Then there is the job at the slaughterhouse. Steven quickly falls in with Cripps, the head supervisor in the room where they actually kill the cattle. This aberrant human being recognizes Steven's lack of character and starts to indoctrinate him with philosophies about how killing animals imbues men with power in all the other avenues of their lives. Adding to the general madness is the discovery by Steven of a rogue herd of talking cows living underneath the city. These cows escaped from the oily clutches of Cripps and his fellow thugs and are now seeking revenge against the evil men working on the killing floor. Which path will Steven choose? Will he accept Cripps's nauseating, fascistic visions or will he work with the talking cows and purge the world of an evil human being?

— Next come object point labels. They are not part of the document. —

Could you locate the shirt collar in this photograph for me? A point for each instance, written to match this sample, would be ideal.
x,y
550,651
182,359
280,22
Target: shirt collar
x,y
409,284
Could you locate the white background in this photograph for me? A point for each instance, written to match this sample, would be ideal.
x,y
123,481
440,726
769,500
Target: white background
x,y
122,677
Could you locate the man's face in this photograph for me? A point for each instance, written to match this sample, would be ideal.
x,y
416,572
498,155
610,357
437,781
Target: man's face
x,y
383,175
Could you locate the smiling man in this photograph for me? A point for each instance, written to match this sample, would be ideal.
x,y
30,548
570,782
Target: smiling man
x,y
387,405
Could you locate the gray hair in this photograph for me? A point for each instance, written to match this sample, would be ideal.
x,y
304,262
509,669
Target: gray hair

Turning a page in this book is like repeatedly dropping an anvil on your head. You are not certain of what you will find on the next page, but you soon discover that it will be so far over the top as to defy description. "Cows" encompasses nearly every anti-social behavior imaginable. There are scatological excesses galore, mind-blowing violence, weirdness on a metatectonic level, and stark examinations of power relationships. There is a message in "Cows," but the crushing amount of gore nearly buries it under a mountain of ground beef.

This is a story about dreams and how environment can crush those gossamer longings. Steven wants to live; he wishes he had a caring mother, a beautiful and loving wife, a nice house, a child, and all the amenities of modern life. He sees the images on television depicting a perfect life and thinks he can achieve these things in his own existence. His difficulties in connecting to society in no way lessen his desire to do so. Steven's internal condition is so fragile and fragmented that he is an easy target for the likes of Cripps, who promises self-realization and authenticity through violence if Steven will only take the plunge. One problem comes when Steven thinks he can save Lucy as well as himself. When his visions of perfection come apart at the seams, when one action towards living the dream requires greater and more violent actions to sustain them, Steven disintegrates and becomes something worse than even Cripps and everything is lost. It does not help that Steven's ideals are built on an illusion anyway, namely the vacuous world of television. He is doomed from the start without even realizing it.

This book does not have a happy, fairy-tale ending. It is rather a series of painful, tentative steps by a man who desperately needs something to live for. I commend Stokoe for weaving such a penetrating vision in a quickly read story. I do not, however, have warm feelings for the passages that almost made me bolt for the bathroom. I have an iron stomach, but "Cows" nearly did me in. Only the stoutest souls need crack the cover on this book.